In a Saturday morning tweet, Trump countered that his reforms will "greatly help the African American community" and touted unemployment numbers, saying that together they're "more than Kamala will EVER be able to do for African Americans!"

"Badly failing presidential candidate @KamalaHarris will not go to a very wonderful largely African American event today because yesterday I received a major award, at the same event, for being able to produce & sign into law major Criminal Justice Reform legislation, which will......greatly help the African American community (and all other communities), and which was unable to get done in past administrations despite a tremendous desire for it," Trump wrote in a pair of tweets. "This and best unemployment numbers EVER is more than Kamala will EVER be able to do for African Americans!"

Harris responded to the President's tweet Saturday, pointing to her own history of work on criminal justice reform and accusing him of falsely claiming to have done so.

"My whole life I've fought for justice and for the people — something you'd know nothing about," she retorted on Twitter. "The only part of criminal justice you can claim credit for is the 'criminal' part."

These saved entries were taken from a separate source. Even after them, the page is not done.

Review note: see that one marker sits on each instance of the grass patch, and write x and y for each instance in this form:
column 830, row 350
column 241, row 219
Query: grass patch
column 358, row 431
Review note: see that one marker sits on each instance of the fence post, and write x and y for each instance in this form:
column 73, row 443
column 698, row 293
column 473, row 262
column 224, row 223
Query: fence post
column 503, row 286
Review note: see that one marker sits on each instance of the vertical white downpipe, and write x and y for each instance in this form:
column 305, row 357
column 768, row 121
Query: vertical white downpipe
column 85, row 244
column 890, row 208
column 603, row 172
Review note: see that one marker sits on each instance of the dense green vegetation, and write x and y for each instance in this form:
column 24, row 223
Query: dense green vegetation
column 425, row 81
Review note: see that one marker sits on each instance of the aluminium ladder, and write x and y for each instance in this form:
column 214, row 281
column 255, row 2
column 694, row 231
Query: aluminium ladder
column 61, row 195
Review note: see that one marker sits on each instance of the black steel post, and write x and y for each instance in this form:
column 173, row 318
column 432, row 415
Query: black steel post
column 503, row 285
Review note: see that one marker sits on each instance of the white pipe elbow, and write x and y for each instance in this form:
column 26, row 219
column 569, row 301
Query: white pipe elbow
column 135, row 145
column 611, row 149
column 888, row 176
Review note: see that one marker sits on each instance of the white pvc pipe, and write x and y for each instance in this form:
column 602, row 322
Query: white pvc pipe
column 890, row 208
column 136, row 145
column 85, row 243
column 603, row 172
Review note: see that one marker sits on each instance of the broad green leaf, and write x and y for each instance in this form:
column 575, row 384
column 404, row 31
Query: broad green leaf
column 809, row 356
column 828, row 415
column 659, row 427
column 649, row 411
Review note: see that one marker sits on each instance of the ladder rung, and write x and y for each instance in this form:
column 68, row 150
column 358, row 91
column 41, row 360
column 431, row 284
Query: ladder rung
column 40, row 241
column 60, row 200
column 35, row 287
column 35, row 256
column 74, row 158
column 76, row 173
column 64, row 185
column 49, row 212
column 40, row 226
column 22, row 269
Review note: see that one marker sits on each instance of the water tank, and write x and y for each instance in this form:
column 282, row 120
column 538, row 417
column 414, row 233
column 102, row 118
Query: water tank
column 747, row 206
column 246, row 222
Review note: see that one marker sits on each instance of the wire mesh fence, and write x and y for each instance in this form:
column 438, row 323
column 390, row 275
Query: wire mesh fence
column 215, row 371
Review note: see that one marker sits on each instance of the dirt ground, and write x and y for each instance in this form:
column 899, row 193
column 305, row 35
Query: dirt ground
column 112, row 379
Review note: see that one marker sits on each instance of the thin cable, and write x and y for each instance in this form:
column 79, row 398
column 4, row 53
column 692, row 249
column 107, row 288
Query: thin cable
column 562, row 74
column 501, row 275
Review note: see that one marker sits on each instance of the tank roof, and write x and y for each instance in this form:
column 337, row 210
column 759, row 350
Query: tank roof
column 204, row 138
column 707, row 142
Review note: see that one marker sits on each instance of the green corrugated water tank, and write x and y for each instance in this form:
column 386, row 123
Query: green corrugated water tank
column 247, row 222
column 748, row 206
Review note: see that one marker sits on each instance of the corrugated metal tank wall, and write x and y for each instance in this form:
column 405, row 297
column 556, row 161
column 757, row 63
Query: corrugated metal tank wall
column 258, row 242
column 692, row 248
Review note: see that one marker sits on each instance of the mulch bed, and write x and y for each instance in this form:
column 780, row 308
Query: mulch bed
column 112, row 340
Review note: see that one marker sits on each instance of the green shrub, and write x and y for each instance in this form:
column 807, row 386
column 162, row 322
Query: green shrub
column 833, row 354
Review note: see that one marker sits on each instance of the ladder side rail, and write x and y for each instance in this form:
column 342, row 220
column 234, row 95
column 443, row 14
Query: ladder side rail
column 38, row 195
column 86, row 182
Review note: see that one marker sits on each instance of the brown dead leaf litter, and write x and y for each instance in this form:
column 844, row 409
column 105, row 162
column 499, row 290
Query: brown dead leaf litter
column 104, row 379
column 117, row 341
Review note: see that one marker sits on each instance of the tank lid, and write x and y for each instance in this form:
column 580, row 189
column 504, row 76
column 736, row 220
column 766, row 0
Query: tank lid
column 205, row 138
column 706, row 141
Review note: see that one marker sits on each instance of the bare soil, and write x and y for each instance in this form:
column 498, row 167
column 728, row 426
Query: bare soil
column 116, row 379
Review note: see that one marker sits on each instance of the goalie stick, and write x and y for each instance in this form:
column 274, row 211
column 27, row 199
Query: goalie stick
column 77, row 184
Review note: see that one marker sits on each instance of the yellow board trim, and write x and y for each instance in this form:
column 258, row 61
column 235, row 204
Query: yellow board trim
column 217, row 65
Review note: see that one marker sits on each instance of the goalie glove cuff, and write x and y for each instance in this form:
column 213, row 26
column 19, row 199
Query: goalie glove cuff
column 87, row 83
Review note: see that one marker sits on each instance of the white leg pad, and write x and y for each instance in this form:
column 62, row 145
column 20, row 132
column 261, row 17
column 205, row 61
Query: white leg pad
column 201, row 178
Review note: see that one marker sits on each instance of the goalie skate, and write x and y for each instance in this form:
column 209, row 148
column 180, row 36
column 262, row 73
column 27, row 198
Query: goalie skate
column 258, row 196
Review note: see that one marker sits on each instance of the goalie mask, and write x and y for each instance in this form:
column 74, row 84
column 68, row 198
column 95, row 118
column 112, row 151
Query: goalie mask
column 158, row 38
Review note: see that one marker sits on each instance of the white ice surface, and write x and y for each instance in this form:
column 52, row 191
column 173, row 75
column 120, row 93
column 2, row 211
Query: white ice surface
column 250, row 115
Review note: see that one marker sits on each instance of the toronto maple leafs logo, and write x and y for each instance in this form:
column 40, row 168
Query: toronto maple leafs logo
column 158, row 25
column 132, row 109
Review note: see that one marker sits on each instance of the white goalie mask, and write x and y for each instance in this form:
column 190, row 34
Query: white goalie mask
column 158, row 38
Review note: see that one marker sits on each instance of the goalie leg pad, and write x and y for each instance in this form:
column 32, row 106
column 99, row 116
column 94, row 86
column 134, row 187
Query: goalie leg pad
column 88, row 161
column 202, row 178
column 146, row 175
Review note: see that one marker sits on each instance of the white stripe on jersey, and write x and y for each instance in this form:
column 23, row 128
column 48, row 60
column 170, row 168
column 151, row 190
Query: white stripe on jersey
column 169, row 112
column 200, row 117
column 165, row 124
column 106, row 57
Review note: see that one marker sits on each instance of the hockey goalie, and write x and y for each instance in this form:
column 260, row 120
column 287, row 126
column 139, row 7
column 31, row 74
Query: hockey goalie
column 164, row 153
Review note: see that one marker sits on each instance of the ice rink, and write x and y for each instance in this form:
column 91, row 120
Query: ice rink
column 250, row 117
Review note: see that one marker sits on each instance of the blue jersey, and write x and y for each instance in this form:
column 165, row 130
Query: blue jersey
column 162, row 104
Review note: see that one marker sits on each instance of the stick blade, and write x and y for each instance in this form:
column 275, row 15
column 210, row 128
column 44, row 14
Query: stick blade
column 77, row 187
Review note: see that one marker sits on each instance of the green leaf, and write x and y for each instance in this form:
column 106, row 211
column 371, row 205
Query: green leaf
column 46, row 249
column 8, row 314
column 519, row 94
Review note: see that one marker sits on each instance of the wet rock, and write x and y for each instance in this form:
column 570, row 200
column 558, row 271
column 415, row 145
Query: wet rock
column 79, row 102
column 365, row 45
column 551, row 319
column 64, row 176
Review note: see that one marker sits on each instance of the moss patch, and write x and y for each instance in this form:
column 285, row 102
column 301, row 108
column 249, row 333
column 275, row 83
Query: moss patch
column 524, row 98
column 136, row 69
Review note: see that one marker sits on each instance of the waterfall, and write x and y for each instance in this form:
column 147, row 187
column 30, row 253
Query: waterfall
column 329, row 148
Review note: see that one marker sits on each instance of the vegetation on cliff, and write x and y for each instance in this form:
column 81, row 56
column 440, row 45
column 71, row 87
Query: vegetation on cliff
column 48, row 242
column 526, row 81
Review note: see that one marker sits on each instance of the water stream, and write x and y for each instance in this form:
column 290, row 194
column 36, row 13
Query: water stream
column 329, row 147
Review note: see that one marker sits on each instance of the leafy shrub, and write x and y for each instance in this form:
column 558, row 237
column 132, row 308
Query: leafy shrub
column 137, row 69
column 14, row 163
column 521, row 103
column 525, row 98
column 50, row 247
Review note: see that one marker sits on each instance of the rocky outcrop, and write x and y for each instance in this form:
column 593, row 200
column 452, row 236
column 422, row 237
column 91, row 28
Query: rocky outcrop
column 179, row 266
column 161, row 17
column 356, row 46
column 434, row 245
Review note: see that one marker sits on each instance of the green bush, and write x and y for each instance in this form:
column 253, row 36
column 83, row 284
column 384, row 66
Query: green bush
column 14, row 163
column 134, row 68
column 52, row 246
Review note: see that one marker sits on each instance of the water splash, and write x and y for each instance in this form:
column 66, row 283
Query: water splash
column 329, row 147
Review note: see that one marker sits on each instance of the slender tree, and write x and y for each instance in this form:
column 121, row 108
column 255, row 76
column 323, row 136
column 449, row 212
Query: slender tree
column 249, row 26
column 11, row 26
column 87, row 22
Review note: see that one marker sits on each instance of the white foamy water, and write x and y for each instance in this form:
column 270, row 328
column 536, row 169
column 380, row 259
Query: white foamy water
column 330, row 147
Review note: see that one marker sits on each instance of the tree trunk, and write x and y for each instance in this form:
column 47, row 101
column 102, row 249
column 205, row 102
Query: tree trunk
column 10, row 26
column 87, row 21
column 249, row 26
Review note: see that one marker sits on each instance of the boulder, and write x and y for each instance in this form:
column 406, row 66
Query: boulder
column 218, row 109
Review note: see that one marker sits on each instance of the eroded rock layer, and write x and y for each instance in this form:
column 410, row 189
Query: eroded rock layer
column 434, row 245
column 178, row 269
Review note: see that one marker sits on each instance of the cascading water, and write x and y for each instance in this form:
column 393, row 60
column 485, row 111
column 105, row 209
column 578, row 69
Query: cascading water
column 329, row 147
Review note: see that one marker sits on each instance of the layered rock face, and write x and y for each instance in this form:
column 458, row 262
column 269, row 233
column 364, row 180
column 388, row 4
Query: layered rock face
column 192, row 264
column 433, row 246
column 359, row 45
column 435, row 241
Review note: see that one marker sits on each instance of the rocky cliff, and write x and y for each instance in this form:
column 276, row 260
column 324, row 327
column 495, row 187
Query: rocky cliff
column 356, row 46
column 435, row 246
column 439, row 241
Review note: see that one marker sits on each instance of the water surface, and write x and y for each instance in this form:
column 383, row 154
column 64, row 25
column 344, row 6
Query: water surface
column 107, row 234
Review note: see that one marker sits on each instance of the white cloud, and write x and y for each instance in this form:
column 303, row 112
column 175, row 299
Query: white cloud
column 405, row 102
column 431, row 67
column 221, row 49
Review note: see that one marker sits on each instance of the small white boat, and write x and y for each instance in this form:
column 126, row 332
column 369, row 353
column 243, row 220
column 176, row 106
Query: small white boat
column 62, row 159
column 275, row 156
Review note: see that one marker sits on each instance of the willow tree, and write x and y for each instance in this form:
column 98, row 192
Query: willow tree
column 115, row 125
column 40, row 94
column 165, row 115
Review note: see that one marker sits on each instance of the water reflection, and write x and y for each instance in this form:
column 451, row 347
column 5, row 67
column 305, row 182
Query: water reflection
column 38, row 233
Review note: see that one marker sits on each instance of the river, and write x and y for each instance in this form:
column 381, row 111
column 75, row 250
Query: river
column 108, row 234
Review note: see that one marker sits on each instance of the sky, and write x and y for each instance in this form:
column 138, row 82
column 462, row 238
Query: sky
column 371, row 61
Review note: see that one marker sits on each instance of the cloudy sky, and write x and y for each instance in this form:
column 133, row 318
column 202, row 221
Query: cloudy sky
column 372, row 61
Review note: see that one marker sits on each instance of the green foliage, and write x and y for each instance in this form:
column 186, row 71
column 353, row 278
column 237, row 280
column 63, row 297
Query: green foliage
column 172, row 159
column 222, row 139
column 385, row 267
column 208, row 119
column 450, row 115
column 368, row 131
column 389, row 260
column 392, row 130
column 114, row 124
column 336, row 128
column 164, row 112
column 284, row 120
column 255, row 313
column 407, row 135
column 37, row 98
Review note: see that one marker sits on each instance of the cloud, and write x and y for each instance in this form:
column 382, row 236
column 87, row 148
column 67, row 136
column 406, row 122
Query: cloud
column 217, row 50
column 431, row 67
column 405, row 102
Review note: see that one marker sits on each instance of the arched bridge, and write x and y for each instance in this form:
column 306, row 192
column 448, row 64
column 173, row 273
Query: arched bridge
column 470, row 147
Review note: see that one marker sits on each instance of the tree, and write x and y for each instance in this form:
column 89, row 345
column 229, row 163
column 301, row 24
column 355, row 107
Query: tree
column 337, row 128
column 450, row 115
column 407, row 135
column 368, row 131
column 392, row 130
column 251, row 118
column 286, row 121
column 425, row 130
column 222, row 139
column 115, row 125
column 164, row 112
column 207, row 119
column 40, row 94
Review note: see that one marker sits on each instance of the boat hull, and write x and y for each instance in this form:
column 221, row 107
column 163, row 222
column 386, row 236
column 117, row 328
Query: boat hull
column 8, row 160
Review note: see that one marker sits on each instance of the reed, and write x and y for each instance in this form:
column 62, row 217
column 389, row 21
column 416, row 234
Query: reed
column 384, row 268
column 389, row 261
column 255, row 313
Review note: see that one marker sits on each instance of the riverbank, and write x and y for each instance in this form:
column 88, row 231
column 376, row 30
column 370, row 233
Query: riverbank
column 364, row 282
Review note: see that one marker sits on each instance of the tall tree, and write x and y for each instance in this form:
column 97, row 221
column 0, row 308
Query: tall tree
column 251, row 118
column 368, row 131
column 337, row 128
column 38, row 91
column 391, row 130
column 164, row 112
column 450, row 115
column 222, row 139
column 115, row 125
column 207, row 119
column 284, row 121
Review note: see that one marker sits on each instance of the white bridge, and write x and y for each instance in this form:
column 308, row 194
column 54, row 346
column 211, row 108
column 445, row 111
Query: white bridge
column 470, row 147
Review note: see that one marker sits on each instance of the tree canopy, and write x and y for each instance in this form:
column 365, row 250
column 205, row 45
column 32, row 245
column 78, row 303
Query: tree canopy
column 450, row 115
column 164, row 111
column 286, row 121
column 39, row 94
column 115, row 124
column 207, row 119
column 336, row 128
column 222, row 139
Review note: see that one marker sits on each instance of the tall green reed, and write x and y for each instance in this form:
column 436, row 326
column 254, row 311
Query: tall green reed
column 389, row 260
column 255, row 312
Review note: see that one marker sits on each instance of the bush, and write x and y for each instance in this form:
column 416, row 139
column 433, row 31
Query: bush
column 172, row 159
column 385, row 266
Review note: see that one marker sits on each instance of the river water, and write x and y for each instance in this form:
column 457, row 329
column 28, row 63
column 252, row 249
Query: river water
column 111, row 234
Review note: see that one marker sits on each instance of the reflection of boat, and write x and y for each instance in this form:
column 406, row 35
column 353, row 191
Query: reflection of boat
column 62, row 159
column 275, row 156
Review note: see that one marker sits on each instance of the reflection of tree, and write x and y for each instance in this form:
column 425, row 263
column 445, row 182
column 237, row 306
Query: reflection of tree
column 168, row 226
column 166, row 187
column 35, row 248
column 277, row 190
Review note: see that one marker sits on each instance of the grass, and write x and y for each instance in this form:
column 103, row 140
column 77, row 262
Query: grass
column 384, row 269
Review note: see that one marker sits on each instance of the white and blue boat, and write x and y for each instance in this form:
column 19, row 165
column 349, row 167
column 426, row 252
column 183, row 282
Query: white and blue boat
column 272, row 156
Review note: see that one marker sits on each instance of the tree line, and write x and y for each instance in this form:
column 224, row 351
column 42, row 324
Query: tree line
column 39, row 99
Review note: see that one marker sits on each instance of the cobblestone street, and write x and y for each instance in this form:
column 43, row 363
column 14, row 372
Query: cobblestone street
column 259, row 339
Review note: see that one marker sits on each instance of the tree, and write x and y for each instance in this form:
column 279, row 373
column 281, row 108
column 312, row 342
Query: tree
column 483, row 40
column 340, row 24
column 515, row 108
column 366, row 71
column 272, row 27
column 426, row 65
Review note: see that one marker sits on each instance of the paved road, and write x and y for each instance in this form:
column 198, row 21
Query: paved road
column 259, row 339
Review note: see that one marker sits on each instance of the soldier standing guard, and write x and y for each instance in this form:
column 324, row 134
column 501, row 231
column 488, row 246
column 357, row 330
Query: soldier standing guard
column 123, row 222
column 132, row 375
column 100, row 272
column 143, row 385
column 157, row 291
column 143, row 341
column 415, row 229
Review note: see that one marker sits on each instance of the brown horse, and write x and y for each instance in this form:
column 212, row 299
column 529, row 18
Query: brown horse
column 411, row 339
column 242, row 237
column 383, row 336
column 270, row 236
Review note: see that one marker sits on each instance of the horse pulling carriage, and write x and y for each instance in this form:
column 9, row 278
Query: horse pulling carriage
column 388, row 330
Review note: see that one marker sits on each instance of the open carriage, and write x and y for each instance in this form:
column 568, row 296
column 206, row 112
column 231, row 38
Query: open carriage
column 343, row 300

Fellow Democratic presidential candidate and New Jersey Sen. Cory Booker, a supporter of the First Step Act bill, said Saturday on the event stage that he tailored his speech to criticize the event's treatment of the President.

"I want to be clear I had some prepared remarks yesterday that have changed because Donald Trump stood on this very stage and I feel like I need to address it," he said.

"I feel like it was unacceptable to me that Donald Trump was given a venue which he filled principally with people he brought instead of students from this great university, members from the broader community, were not included," Booker said. "The Bipartisan Justice Center allowed him to create an illusion that he had support from HBCUs or this community when in fact, just as he's done to communities like this one throughout his entire professional career he does not have the support of communities like this that he actively demeans degrades and disempowers."

UPDATE: This story has been updated to reflect the differing numbers provided to CNN by both the mayor of Columbia, South Carolina, and Benedict College officials on Friday and Saturday.